Diving into the Transformers architecture and what makes them unbeatable at language tasks

Image by the author

In the rapidly evolving landscape of artificial intelligence and machine learning, one innovation stands out for its profound impact on how we process, understand, and generate data: Transformers. Transformers have revolutionized the field of natural language processing (NLP) and beyond, powering some of today’s most advanced AI applications. But what exactly are Transformers, and how do they manage to transform data in such groundbreaking ways? This article demystifies the inner workings of Transformer models, focusing on the encoder architecture. We will start by going through the implementation of a Transformer encoder in Python, breaking down its main components. Then, we will visualize how Transformers process and adapt input data during training.

While this blog doesn’t cover every architectural detail, it provides an implementation and an overall understanding of the transformative power of Transformers. For an in-depth explanation of Transformers, I suggest you look at the excellent Stanford CS224-n course.

I also recommend following the GitHub repository associated with this article for additional details. 😊

The Transformer model from Attention Is All You Need

This picture shows the original Transformer architecture, combining an encoder and a decoder for sequence-to-sequence language tasks.

In this article, we will focus on the encoder architecture (the red block on the picture). This is what the popular BERT model is using under the hood: the primary focus is on understanding and representing the data, rather than generating sequences. It can be used for a variety of applications: text classification, named-entity recognition (NER), extractive question answering, etc.

So, how is the data actually transformed by this architecture? We will explain each component in detail, but here is an overview of the process.

  • The input text is tokenized: the Python string is transformed into a list of tokens (numbers)
  • Each token is passed through an Embedding layer that outputs a vector representation for each token
  • The embeddings are then further encoded with a Positional Encoding layer, adding information about the position of each token in the sequence
  • These new embeddings are transformed by a series of Encoder Layers, using a self-attention mechanism
  • A task-specific head can be added. For example, we will later use a classification head to classify movie reviews as positive or negative

That is important to understand that the Transformer architecture transforms the embedding vectors by mapping them from one representation in a high-dimensional space to another within the same space, applying a series of complex transformations.

The Positional Encoder layer

Unlike RNN models, the attention mechanism makes no use of the order of the input sequence. The PositionalEncoder class adds positional encodings to the input embeddings, using two mathematical functions: cosine and sine.

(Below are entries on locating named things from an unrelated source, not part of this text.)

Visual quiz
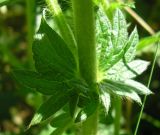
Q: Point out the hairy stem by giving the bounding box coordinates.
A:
[134,41,160,135]
[72,0,98,135]
[114,98,122,135]
[26,0,36,68]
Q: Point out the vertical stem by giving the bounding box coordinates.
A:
[26,0,36,68]
[72,0,97,84]
[134,41,160,135]
[114,98,122,135]
[72,0,98,135]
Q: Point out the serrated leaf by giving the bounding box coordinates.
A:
[100,91,111,113]
[13,70,65,95]
[33,19,77,77]
[29,91,69,127]
[105,60,149,80]
[100,79,141,104]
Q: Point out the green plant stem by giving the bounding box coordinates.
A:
[46,0,77,55]
[26,0,36,68]
[134,42,159,135]
[72,0,98,135]
[114,97,122,135]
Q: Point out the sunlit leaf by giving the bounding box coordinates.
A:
[29,92,69,127]
[33,19,77,77]
[13,70,65,95]
[105,60,149,80]
[100,80,141,104]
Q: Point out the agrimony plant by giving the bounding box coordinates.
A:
[14,2,151,135]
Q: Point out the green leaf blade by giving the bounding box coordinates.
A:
[29,92,69,127]
[13,70,64,95]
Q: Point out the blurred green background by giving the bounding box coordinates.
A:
[0,0,160,135]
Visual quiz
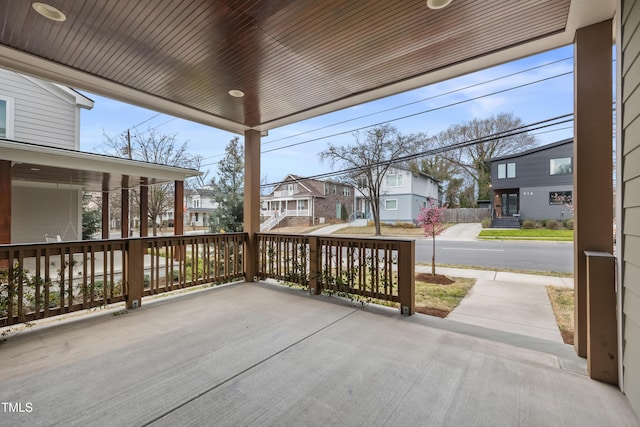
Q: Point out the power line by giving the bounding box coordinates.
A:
[263,57,573,145]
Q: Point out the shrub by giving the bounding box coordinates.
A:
[546,219,560,230]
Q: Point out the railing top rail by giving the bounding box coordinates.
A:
[256,232,415,243]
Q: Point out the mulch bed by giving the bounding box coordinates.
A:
[416,273,455,285]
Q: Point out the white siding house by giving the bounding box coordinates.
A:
[0,69,93,243]
[356,167,438,223]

Positional encoding matrix definition from Attention Is All You Need

Note that positional encodings don’t contain trainable parameters: there are the results of deterministic computations, which makes this method very tractable. Also, sine and cosine functions take values between -1 and 1 and have useful periodicity properties to help the model learn patterns about the relative positions of words.

class PositionalEncoder(nn.Module):
def __init__(self, d_model, max_length):
super(PositionalEncoder, self).__init__()
self.d_model = d_model
self.max_length = max_length

# Initialize the positional encoding matrix
pe = torch.zeros(max_length, d_model)

position = torch.arange(0, max_length, dtype=torch.float).unsqueeze(1)
div_term = torch.exp(torch.arange(0, d_model, 2, dtype=torch.float) * -(math.log(10000.0) / d_model))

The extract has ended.